To mark the hundred-year anniversary last year of the publication of Johan Turi's classic narrative, Muitalus sámiid birra, a revised edition came out in 2010 from the academic press, CálliidLágádu, based in Karasjok, Norway. The editor, Mikael Svonni, is a Sámi professor now at the University of Tromsø. Svonni went back to the notebooks in which Turi originally wrote down his stories, memories, and thoughts and re-transcribed them, taking out added punctuation, and restoring a different kind of flow.

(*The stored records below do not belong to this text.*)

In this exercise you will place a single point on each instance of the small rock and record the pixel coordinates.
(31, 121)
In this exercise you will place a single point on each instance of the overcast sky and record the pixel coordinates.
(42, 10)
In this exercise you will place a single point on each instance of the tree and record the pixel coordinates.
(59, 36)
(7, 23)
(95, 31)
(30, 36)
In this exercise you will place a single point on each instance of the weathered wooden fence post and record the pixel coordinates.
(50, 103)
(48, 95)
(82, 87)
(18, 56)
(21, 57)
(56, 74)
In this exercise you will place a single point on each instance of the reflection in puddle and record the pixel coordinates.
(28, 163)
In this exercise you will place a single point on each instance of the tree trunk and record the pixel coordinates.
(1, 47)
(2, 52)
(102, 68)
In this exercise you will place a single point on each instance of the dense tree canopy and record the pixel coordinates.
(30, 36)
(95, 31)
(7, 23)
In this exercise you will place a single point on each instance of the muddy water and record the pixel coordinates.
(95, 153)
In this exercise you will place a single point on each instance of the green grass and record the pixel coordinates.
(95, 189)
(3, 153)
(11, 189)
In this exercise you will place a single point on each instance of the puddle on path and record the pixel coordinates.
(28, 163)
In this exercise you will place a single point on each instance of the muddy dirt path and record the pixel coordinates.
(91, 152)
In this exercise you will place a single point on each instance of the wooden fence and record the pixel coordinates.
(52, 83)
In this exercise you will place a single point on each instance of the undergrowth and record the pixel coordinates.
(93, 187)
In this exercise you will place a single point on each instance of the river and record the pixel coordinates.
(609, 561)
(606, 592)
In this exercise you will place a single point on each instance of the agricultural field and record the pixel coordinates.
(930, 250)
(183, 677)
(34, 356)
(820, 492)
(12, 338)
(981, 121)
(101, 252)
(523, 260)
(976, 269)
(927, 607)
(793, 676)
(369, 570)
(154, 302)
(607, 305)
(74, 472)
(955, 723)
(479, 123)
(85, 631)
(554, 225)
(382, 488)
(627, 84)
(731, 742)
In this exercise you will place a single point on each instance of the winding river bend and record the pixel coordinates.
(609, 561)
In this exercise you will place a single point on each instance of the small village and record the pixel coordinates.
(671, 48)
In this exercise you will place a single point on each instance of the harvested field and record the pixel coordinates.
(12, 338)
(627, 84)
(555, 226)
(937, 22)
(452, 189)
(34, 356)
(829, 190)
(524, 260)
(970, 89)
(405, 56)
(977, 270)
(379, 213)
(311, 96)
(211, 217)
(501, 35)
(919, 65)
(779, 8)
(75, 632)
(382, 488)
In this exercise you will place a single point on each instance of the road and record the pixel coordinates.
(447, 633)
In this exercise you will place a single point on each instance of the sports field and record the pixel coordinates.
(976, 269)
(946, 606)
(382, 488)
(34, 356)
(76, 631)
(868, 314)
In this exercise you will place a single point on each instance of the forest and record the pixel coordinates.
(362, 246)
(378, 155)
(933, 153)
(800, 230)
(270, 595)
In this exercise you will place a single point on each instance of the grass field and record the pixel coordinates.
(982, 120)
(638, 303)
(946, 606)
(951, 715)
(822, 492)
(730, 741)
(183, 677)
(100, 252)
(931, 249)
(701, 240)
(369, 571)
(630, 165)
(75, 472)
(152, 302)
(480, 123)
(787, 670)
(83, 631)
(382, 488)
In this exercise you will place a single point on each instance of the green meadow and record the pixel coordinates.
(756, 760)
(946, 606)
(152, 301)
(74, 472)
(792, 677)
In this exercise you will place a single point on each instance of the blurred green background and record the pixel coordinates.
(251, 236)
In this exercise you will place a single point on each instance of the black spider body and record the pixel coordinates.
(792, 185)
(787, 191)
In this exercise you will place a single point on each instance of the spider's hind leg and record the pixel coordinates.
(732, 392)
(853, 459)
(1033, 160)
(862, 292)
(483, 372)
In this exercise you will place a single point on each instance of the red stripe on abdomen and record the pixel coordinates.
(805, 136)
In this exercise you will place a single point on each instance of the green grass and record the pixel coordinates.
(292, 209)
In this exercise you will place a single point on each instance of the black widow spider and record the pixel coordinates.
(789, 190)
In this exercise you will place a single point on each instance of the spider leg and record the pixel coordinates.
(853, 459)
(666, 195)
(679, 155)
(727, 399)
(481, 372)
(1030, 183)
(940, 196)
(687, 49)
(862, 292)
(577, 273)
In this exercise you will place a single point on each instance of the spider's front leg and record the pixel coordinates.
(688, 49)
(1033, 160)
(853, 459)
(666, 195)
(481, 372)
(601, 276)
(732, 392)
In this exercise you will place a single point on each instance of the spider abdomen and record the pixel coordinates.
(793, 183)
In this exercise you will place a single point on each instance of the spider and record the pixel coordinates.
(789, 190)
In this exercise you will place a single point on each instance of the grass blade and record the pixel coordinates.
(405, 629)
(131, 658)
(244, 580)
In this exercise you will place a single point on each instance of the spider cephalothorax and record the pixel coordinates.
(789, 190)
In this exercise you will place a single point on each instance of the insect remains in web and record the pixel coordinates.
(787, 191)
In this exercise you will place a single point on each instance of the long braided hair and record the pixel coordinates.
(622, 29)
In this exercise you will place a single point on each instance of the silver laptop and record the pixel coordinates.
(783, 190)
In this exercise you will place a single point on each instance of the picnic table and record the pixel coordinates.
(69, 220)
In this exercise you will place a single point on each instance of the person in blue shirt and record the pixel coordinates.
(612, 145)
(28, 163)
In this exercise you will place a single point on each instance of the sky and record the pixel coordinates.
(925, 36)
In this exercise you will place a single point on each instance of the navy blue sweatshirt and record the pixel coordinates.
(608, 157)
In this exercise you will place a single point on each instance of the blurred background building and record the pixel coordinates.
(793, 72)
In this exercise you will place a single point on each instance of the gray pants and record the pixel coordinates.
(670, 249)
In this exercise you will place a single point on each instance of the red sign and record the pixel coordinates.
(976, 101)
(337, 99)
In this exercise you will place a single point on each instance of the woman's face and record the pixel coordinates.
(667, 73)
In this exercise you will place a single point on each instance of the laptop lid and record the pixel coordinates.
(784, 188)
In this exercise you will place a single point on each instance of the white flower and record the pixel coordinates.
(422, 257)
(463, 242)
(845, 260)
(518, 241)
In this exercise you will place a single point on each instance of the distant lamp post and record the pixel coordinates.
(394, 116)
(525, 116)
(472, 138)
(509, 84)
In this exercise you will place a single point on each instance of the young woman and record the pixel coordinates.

Mikael Svonni was kind enough to give copies of this edition to everyone who presented at the International Conference on Johan Turi in March this year in Tromsø. I can't read Sámi but I'm happy to look at the text and illustrations of a book that's meant a lot to me.
Muitalus sámiid birra was originally composed in 1908 with the encouragement of the Danish artist and later ethnographer Emilie Demant Hatt, who had spent fifteen months in Lapland and spoke Sámi. She took these notebooks back to Denmark with her, transcribed them, and translated them with the help of Anders Pedersen and Vilhelm Thomsen, two philologists. The final book was published in an innovative bilingual edition in Danish and Sámi. It was soon translated to German and eventually to English and several other languages. It's currently being re-translated into English by Thomas DuBois of the University of Wisconsin.
This beautiful new large-format edition also includes the original artwork in the 1910 edition, etchings of Turi's sketches of reindeer and Sámi herders, often drawn as if seen from above, along with other paintings by Turi.